The most recent victim of the price slashing onslaught is Best Buy, whose shares yesterday plunged more than 15 percent after the electronics giant reported a steeper-than-expected drop in third-quarter profits and margins — the result, Wall Street analysts said, of fierce price competition from Amazon.

The startling news was a wake-up call to investors throughout the retail sector — as they ran for the exits and pushed the S&P Retail Index down 3 percent.

From toys to designer togs, experts say online merchants increasingly are forcing stores to deliver bargains — even to well-heeled shoppers who are relatively insulated from the job and housing markets.

“At the luxury end, discounting has become very mainstream because of the Gilts of the world,” said Andrew Sacks of luxury research firm AgencySacks, referring to Gilt Groupe, the online discounter for designer fashions.

“I think the mindset of the affluent is that there are deals to be had,” according to Sacks.

Brick-and-mortar chains are not taking the pricing attack lying down. Yesterday afternoon, Bergdorf Goodman’s Web site listed more than 70 pages of discounts on designer fashions, with markdowns of as much as 40 percent.

Meanwhile, Barneys New York has been slashing prices by as much as 40 to 50 percent at its Madison Avenue flagship — steeper than a year ago despite tighter inventories, says Leslie Ghize, senior vice president at The Doneger Group.

It’s hard to gauge holiday sales trends at Barneys and its luxury cohorts, but “the concerns for the economy probably play into the decision on how steep the markdowns are at this stage of the season,” according to Ghize.

Despite strong results at European luxury firms this year, consumer confidence among the wealthy has remained flat, according to research firm Unity Marketing.

The obsession with price is even more intense among middle- and lower-income shoppers. The Fed’s decision yesterday to hold off on further stimulus — along with disappointing November sales data — sparked the sell-off in retailers’ shares.

In October, Amazon’s shares plunged after it reported disappointing third-quarter profits that were hit partly by price cuts. This month, Amazon isn’t letting up as it slashes its toy prices to undercut big-box stores by 10 to 15 percent, according to BMO Capital Markets.

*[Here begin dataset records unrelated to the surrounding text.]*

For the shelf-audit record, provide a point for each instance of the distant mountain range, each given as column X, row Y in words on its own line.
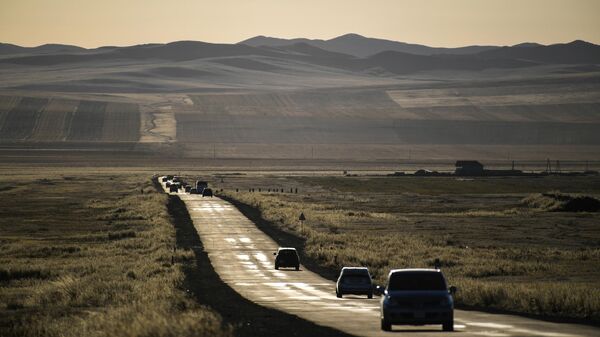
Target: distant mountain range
column 349, row 52
column 360, row 46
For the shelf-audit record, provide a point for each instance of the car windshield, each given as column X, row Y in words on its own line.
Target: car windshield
column 356, row 279
column 417, row 281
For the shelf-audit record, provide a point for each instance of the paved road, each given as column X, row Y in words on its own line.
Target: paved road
column 242, row 255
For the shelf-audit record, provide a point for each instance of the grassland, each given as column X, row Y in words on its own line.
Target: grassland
column 59, row 119
column 500, row 252
column 93, row 255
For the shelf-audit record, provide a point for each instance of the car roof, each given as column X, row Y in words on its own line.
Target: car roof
column 424, row 270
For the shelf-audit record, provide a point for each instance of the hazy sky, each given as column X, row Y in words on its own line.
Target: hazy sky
column 92, row 23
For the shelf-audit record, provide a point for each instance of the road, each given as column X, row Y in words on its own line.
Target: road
column 242, row 255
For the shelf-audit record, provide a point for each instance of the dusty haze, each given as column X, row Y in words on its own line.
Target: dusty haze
column 434, row 22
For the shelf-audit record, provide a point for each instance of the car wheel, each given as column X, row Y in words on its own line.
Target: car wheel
column 385, row 325
column 448, row 326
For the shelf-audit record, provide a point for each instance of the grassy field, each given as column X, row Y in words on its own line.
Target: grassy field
column 500, row 252
column 91, row 255
column 57, row 119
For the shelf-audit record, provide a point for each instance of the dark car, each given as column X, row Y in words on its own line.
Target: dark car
column 355, row 281
column 417, row 297
column 201, row 184
column 287, row 257
column 207, row 192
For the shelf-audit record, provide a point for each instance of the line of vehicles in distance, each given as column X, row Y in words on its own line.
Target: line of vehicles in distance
column 175, row 185
column 409, row 297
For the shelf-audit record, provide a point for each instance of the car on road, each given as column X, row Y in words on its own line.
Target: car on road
column 417, row 297
column 201, row 184
column 207, row 192
column 355, row 281
column 287, row 257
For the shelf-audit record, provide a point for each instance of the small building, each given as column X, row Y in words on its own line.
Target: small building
column 469, row 168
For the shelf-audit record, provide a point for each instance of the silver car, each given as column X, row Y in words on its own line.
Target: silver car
column 417, row 297
column 354, row 280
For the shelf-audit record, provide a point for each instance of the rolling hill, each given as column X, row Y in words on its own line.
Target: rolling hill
column 360, row 46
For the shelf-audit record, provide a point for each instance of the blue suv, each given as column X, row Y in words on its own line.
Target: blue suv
column 417, row 297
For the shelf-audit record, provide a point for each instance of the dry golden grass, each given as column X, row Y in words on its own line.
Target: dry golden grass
column 90, row 255
column 499, row 253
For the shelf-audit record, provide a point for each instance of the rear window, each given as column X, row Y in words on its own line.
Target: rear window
column 417, row 281
column 356, row 279
column 287, row 253
column 363, row 272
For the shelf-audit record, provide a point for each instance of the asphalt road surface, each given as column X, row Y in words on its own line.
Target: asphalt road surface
column 242, row 255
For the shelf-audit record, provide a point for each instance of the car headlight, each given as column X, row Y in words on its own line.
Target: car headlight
column 390, row 300
column 446, row 301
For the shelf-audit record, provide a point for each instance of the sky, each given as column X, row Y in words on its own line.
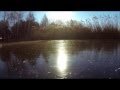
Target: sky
column 75, row 15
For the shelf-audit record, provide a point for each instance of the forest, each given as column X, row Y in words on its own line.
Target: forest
column 23, row 26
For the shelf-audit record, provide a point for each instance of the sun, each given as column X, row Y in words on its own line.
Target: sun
column 60, row 15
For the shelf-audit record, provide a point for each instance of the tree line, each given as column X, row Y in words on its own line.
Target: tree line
column 20, row 25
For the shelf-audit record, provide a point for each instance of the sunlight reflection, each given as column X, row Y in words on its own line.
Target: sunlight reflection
column 62, row 58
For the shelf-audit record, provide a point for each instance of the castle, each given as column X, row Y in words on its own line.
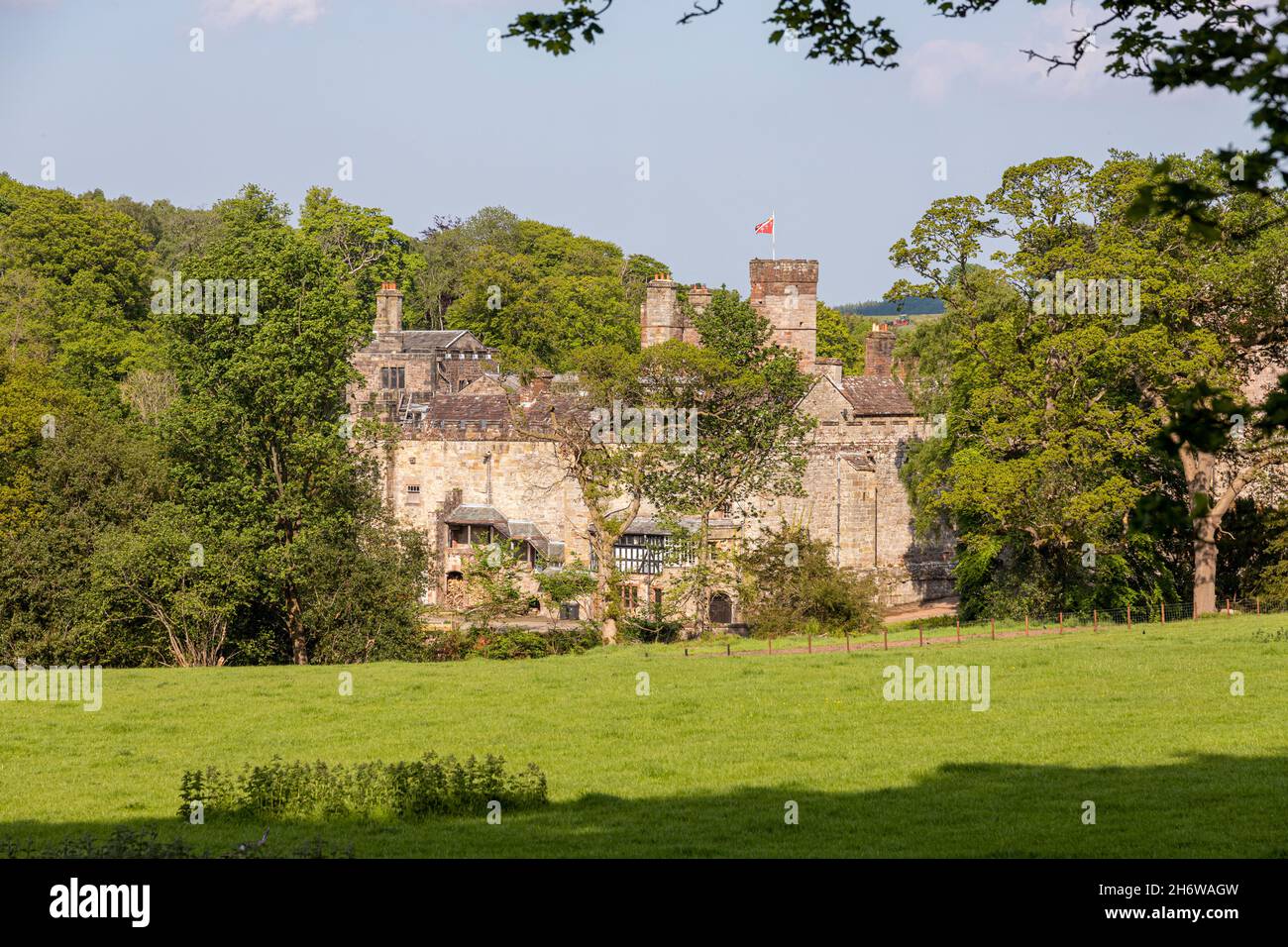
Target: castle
column 463, row 474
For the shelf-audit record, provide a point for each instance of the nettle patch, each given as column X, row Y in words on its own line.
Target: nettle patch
column 407, row 791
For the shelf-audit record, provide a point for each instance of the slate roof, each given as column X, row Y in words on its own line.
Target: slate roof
column 421, row 339
column 465, row 407
column 476, row 514
column 872, row 395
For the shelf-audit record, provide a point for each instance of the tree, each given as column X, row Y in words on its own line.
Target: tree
column 258, row 440
column 1175, row 46
column 549, row 292
column 1069, row 407
column 789, row 579
column 609, row 467
column 836, row 339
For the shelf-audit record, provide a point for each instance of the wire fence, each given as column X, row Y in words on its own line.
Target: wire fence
column 945, row 630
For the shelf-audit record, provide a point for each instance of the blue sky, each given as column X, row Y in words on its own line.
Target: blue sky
column 436, row 124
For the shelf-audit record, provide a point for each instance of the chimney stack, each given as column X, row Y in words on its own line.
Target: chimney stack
column 879, row 352
column 387, row 308
column 831, row 368
column 660, row 313
column 785, row 292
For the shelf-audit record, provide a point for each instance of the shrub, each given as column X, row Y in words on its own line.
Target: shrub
column 790, row 583
column 407, row 789
column 651, row 630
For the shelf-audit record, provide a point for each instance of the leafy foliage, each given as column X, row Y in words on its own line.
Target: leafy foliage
column 411, row 789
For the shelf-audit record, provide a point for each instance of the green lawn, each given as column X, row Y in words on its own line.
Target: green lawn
column 1142, row 724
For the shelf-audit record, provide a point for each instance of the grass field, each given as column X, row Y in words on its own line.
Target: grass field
column 1142, row 724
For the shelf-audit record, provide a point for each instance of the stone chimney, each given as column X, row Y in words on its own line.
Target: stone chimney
column 831, row 368
column 540, row 382
column 786, row 292
column 387, row 308
column 660, row 315
column 879, row 352
column 699, row 298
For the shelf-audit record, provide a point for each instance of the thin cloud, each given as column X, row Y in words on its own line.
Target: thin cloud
column 232, row 12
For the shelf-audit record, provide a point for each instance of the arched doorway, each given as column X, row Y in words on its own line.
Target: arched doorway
column 720, row 609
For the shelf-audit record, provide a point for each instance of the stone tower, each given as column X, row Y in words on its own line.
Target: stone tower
column 786, row 292
column 387, row 325
column 879, row 352
column 660, row 315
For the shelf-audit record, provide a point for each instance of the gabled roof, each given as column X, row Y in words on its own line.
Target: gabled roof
column 874, row 395
column 424, row 341
column 467, row 407
column 476, row 514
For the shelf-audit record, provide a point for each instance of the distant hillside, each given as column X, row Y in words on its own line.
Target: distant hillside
column 913, row 305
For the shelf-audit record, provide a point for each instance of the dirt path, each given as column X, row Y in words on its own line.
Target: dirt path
column 930, row 609
column 902, row 643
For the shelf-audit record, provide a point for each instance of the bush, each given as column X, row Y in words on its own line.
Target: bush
column 408, row 789
column 651, row 630
column 790, row 585
column 506, row 643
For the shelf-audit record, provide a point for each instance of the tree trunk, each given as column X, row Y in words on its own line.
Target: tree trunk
column 703, row 603
column 295, row 629
column 1205, row 564
column 603, row 577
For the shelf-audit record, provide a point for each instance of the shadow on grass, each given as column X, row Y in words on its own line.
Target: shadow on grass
column 1201, row 805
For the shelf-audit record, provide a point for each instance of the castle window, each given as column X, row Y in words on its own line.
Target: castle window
column 630, row 596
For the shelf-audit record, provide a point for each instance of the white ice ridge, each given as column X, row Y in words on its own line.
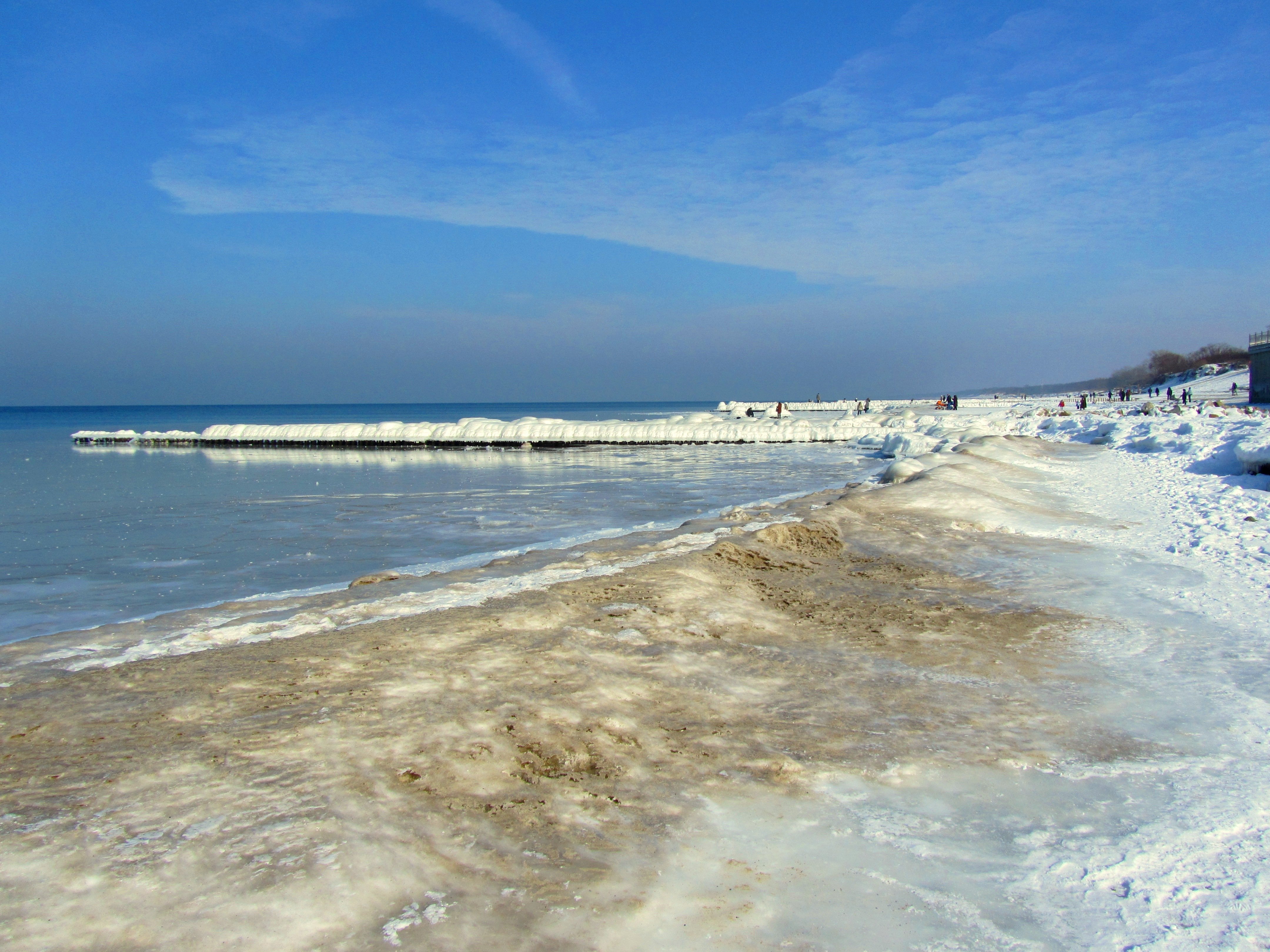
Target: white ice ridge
column 478, row 431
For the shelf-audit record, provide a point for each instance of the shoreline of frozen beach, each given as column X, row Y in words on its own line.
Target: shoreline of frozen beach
column 1014, row 699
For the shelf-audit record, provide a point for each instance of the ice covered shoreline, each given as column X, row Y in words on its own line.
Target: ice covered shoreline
column 699, row 428
column 557, row 723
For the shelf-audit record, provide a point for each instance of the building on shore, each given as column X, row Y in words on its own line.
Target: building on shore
column 1259, row 367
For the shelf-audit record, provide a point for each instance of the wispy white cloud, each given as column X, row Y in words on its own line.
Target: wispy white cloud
column 519, row 38
column 867, row 178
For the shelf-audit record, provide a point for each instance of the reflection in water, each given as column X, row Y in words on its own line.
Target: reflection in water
column 105, row 535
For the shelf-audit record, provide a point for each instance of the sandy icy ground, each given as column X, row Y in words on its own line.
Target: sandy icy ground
column 510, row 776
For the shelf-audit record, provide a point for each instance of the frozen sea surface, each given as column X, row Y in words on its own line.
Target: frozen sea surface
column 93, row 536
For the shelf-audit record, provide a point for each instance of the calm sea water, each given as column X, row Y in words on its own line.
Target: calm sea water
column 94, row 536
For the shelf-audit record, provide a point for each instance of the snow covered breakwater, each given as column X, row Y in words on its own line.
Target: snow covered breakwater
column 531, row 431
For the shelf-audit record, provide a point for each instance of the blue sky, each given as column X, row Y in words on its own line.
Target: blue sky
column 467, row 200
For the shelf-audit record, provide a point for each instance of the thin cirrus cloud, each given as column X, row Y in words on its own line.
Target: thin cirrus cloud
column 869, row 178
column 519, row 38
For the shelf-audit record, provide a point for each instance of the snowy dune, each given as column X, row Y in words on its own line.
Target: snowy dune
column 1013, row 700
column 1013, row 693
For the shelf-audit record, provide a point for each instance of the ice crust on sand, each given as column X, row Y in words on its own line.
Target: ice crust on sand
column 1048, row 659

Likewise, Amazon has been undercutting prices at Best Buy, Costco, Walmart and Target by as much as 10 percent this season, according to a report yesterday by Goldman Sachs.

While retail stocks are the losers, consumers are benefiting.

“Amazon’s prices are so much lower, you’ve got to wonder — how do they make money?” says BMO analyst Gerrick Johnson.

Best Buy is looking to counter Amazon’s low-price assault by ramping up its on Web operations. But the costs of the moves lately have hit profits, according to David Strasser of Janney Capital Markets.

As Best Buy sought to mimic Amazon’s model this fall, “the shift online with free shipping was a significant negative to the gross margin,” according to Strasser.